A ação é assinada pelo promotor de Justiça Clóvis de Almeida Júnior, do Núcleo de Defesa do Patrimônio e da Probidade Administrativa. O documento foi publicado nesta quinta-feira (13). 

Assim, a conduta da empresa ré está umbilicalmente ligada à omissão do então secretário, sendo a causa da dano ao erário ora combatido

Consta no documento que a Unihealth firmou contrato com a Secretaria de Estado de Saúde em 2017 para a prestação de serviços de gestão de fluxos de materiais hospitalares, com fornecimento de infraestrutura de armazenagem, equipamentos de automação e manutenção, software de gestão de estoque e mão de obra especializada.

Segundo a ação, no decorrer da execução do contrato, foram constatadas ilicitudes na prestação do serviço, entre elas a disponibilidade de funcionários em número inferior ao estipulado, o que, conforme o MPE, acarretou enriquecimento à custa do erário.

De acordo com o documento, o contrato previa a disponibilização de 63 profissionais, mas havia apenas 46 trabalhadores prestando o serviço.

“Nessa toada, de acordo com os processos de pagamentos analisados, verificou-se uma inexecução parcial do contrato de R$ 5.616.020,27. Representando 26,18% de inexecução em relação ao total de Notas Fiscais analisadas”, diz trecho da ação.
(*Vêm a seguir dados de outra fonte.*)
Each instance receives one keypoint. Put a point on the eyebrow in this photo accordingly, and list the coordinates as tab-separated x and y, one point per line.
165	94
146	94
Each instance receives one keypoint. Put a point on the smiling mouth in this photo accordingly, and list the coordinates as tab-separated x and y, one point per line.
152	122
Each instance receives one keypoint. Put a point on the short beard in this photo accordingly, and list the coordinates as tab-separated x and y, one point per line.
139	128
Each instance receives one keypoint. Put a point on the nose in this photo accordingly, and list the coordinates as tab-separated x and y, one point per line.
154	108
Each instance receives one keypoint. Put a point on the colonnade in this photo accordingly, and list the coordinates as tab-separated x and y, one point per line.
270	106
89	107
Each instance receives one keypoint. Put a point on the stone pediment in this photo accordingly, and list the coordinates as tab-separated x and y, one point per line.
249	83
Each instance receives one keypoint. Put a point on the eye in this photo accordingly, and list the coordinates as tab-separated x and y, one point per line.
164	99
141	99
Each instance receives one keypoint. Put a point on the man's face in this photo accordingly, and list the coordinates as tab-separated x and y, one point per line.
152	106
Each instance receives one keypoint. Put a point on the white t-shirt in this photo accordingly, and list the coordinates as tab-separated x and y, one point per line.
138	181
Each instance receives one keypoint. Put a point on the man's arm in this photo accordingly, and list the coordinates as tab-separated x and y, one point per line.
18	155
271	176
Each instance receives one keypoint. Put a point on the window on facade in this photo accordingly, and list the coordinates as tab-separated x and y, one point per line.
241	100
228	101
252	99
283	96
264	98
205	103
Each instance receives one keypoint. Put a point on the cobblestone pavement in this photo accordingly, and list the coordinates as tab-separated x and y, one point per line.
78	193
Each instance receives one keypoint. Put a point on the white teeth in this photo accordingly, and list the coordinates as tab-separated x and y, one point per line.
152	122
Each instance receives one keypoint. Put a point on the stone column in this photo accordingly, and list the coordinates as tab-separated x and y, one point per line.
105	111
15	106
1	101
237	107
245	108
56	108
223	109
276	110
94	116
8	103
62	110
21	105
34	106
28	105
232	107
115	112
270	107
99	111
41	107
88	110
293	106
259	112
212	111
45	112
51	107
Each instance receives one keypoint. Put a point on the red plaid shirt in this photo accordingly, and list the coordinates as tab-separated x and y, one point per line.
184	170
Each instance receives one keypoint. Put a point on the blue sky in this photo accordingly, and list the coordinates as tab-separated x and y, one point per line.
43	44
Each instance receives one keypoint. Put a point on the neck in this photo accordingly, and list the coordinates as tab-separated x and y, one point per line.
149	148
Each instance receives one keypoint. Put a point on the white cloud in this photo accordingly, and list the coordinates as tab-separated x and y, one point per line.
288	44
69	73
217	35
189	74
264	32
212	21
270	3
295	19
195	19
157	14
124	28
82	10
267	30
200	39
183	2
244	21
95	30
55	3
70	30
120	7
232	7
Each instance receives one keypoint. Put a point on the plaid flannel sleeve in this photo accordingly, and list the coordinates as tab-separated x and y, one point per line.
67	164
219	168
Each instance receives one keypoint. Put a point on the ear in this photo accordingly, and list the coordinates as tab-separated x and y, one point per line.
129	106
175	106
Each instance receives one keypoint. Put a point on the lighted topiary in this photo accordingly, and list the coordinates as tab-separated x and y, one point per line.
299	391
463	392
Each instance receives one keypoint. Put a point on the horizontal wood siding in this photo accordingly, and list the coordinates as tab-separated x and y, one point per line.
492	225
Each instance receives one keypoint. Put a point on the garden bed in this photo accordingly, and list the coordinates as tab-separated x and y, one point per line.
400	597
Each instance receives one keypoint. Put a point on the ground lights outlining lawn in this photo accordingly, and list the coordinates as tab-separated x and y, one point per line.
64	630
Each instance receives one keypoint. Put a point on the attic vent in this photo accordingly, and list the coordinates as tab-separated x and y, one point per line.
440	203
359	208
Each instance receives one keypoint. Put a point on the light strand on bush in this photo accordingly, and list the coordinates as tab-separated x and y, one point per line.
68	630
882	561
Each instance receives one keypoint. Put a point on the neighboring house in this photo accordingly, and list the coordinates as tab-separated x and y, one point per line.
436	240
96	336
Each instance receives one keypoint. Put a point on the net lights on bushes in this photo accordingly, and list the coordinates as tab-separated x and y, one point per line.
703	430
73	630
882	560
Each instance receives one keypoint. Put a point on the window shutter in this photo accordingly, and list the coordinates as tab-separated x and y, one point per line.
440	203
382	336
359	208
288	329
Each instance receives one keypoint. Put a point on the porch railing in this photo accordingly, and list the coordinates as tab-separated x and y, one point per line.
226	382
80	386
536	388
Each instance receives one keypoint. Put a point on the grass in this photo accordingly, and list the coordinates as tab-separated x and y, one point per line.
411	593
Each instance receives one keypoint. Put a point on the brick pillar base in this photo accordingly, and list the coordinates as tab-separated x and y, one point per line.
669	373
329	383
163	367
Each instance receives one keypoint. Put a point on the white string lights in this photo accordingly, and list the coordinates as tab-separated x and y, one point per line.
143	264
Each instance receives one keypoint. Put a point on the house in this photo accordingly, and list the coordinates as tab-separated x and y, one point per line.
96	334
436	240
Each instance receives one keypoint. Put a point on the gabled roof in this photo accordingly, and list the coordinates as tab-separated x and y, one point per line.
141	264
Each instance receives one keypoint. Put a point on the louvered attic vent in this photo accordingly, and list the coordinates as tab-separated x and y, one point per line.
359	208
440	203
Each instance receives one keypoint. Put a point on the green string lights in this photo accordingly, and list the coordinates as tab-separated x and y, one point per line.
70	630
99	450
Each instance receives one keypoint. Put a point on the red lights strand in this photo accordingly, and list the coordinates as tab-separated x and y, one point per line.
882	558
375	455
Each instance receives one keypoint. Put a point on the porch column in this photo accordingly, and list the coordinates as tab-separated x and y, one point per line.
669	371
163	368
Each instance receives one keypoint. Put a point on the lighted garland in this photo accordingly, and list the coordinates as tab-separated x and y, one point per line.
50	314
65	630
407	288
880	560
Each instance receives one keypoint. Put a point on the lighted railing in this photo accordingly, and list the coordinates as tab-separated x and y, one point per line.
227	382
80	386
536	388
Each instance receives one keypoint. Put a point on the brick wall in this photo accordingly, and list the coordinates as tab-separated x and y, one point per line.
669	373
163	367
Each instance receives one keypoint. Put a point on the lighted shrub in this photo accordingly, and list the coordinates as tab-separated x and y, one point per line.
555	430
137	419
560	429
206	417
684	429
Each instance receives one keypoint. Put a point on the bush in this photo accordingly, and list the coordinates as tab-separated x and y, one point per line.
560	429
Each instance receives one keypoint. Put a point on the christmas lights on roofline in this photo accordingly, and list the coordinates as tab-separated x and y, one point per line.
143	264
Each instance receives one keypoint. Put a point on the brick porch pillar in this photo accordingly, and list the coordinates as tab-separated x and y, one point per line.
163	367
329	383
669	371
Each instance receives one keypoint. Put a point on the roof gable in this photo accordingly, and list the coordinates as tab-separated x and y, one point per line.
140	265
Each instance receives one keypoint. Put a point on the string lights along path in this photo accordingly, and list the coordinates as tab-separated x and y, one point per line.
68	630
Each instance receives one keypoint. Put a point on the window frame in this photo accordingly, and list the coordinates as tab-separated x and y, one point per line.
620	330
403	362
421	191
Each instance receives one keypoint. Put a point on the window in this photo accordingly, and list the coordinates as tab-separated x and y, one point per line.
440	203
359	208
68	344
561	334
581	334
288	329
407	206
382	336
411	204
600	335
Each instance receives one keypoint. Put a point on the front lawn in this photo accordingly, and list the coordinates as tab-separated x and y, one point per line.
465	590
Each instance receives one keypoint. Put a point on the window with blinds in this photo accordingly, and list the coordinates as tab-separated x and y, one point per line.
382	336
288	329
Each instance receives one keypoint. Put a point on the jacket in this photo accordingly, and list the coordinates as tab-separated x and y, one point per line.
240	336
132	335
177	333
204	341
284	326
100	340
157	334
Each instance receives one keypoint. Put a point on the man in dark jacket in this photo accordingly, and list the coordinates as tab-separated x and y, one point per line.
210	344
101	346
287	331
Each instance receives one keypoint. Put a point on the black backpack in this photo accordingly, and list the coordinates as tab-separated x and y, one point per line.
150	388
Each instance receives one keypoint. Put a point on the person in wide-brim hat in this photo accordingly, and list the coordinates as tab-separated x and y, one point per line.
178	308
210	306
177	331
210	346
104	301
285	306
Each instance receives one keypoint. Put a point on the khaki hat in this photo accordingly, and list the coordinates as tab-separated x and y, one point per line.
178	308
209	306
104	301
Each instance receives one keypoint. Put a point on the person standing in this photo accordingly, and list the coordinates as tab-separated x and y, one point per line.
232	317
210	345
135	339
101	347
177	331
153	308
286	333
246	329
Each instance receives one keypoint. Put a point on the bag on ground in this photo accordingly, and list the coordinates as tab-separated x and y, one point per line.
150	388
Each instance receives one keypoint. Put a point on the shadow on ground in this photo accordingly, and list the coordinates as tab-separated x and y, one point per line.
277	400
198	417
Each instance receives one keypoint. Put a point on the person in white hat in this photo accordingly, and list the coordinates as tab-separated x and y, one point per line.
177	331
Para o MPE, o dano teve concorrência direta da omissão do então secretário de saúde, o qual tinha entre suas obrigações o dever de constituir e nomear a comissão que fiscalizaria a execução do contrato.

Contudo, conforme o Ministério Público, a comissão de fiscalização não foi devidamente criada e constituída, o que permitiu à empresa receber por um número de funcionários superior ao que realmente aturaram para a administração.

“Assim, a conduta da empresa ré está umbilicalmente ligada à omissão do então secretário, sendo a causa da dano ao erário ora combatido”, diz outro trecho da ação.

A ação será analisada pelo  juízo da Vara Especializada em Ação Civil Pública e Ação Popular da Capital.